Still WWF has performed, in its latest exhortation to Biya, what it is positioned to do, strenuously urging protection of the elephants, the capture and detention of those violating Cameroon’s territorial integrity with deadly weapons, and the imposition of the most severe sentences against them for the death of elephants and the ruthless harvest of their ivory. No doubt his excellency will take it all under advisement as he and his predecessors have all done before…
… and so the elephants will be exterminated, shot by point-blank shot, and even faster now that their certain end is nigh.
Immediate, aggressive, international pressure.
What do we need then? What we have needed from the beginning. For all its good work, WWF can only advise… and this is not enough. The great nations of this planet must intervene and at once, make plain their adamant opposition to the status quo, and cut the deal that must be cut with the current authorities in Yaounde. They who care so little about elephants and their future will care more, and promptly, if we make it worth their while.
Thus, my modest proposal. Send U.S. Ambassador to Cameroon Robert Jackson to see President Biya along with his fellow ambassadors from England, France, Germany et al. Flesh out the contours of the deal, the deal that will save Biya’s face — and the elephants. Then send Secretary of State Hillary Clinton to sign it and take the necessary photos, whilst privately admonishing Biya that this time, at long last, we civilized folk mean business. Clinton can do this; she’s an experienced politician, a practised deal maker and here she can make the necessary difference.
Now it’s your turn.
The African elephant is near the irreversible tipping point, that crucial moment when it will be too late to save them. What is happening now in Cameroon has considerably advanced this lamentable outcome. Every entity, governmental, political, charitable, which might have helped has, for whatever reason, failed, thereby hastening the end of the greatest of animals.

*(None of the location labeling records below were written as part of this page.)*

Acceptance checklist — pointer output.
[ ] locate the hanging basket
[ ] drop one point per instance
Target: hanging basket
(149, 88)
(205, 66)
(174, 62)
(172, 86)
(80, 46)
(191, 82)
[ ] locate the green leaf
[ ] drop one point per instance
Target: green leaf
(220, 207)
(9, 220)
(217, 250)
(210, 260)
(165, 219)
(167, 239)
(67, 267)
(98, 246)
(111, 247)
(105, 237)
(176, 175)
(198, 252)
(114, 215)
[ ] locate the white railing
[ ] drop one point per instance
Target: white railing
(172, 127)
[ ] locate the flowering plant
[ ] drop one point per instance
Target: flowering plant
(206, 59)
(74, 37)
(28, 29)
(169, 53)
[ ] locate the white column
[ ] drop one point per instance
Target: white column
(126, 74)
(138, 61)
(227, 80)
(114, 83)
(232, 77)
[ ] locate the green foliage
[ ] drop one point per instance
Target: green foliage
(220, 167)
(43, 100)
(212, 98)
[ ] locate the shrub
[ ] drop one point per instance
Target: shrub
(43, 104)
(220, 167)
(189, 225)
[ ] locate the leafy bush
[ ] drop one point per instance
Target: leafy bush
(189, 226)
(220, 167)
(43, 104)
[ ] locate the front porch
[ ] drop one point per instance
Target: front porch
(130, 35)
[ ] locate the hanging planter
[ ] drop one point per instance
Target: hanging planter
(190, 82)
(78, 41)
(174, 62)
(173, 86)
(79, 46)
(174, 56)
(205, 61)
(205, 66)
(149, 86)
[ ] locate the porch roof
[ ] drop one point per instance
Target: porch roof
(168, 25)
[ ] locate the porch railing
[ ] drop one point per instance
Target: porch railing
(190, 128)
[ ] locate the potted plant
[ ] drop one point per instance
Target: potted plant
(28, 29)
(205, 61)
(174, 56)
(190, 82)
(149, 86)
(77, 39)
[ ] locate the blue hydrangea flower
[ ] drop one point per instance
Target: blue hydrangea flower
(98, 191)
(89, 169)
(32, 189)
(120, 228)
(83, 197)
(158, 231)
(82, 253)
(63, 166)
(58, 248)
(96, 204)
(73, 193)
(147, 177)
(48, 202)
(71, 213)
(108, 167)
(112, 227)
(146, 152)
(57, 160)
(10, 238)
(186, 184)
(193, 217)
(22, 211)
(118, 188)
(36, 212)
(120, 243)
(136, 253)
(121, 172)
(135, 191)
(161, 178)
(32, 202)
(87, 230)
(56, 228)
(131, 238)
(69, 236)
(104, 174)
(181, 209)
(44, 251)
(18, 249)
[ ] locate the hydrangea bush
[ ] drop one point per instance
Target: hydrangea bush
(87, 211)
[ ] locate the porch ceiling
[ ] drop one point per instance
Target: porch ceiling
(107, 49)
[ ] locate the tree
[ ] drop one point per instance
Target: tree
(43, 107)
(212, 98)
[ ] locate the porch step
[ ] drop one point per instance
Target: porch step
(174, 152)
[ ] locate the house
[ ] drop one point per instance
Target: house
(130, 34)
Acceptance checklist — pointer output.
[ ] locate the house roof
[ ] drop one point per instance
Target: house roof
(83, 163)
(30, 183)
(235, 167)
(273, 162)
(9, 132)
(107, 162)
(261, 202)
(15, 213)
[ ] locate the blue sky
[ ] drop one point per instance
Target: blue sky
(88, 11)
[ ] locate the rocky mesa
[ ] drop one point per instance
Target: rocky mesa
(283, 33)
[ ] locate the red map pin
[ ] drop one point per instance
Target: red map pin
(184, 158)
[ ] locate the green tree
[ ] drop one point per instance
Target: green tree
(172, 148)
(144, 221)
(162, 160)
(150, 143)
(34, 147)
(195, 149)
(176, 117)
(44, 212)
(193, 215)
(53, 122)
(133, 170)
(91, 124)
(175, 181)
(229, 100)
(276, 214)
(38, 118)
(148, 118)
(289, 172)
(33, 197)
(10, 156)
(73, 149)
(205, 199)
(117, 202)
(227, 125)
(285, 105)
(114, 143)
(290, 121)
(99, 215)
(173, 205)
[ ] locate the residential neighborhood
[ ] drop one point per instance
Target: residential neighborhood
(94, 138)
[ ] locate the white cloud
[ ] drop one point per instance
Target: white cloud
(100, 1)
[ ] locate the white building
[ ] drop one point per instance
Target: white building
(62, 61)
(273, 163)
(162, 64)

Now, therefore, it falls to us, the people of this Planet, to take action. Send a letter to Secretary Clinton, send this article. Write simply and powerfully: “You know what to do. Do it!” And do it now, for every second  is precious if we are to save the life of this great creature now passing into eternity. For if you do not, there will come the day, and far too soon, when only Disney’s dancing elephants in pink slippers will remain, to the abiding shame and regret of our ruthless, careless species which is entirely responsible for this result and the terrible void impending.